When it is two hours before noon in New York it is an hour before sunset in Moscow and so it was that as Lafe Smith boarded the liner in the morning, Leon Stabutch, at the same moment, was closeted with Stalin late in the afternoon.

"That is all," said Stalin; "you understand?"

"Perfectly," replied Stabutch. "Peter Zveri shall be avenged, and the obstacle that thwarted our plans in Africa shall be removed."

"The latter is most essential," emphasized Stalin, "but do not belittle his abilities. He may be, as you have said, naught but an ape-man; but he utterly routed a well organized Red expedition that might have accomplished much in Abyssinia and Egypt but for his interference. And," he added, "I may tell you, comrade, that we contemplate another attempt; but it will not be made until we have a report from you that—the obstacle has been removed."

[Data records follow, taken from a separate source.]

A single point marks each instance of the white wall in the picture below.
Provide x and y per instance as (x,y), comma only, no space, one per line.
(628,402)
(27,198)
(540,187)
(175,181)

Stabutch swelled his great chest. "Have I ever failed?" he asked.

Stalin rose and laid a hand upon the other's shoulder. "Red Russia does not look to the OGPU for failures," he said. Only his lips smiled as he spoke.

That same night Leon Stabutch left Moscow. He thought that he left secretly and alone, but Fate was at his side in the compartment of the railway carriage.

As Lady Barbara Collis bailed out in the clouds above the Ghenzi range, and Lafayette Smith trod the gangplank leading aboard the liner, and Stabutch stood before Stalin, Tarzan, with knitted brows, looked down upon the black kneeling at his feet.

"Rise!" he commanded, and then; "Who are you and why have you sought Tarzan of the Apes?"

"I am Kabariga, O Great Bwana," replied the black. "I am chief of the Bangalo people of Bungalo. I come to the Great Bwana because my people suffer much sorrow and great fear and our neighbors, who are related to the Gallas, have told us that you are the friend of those who suffer wrongs at the hands of bad men."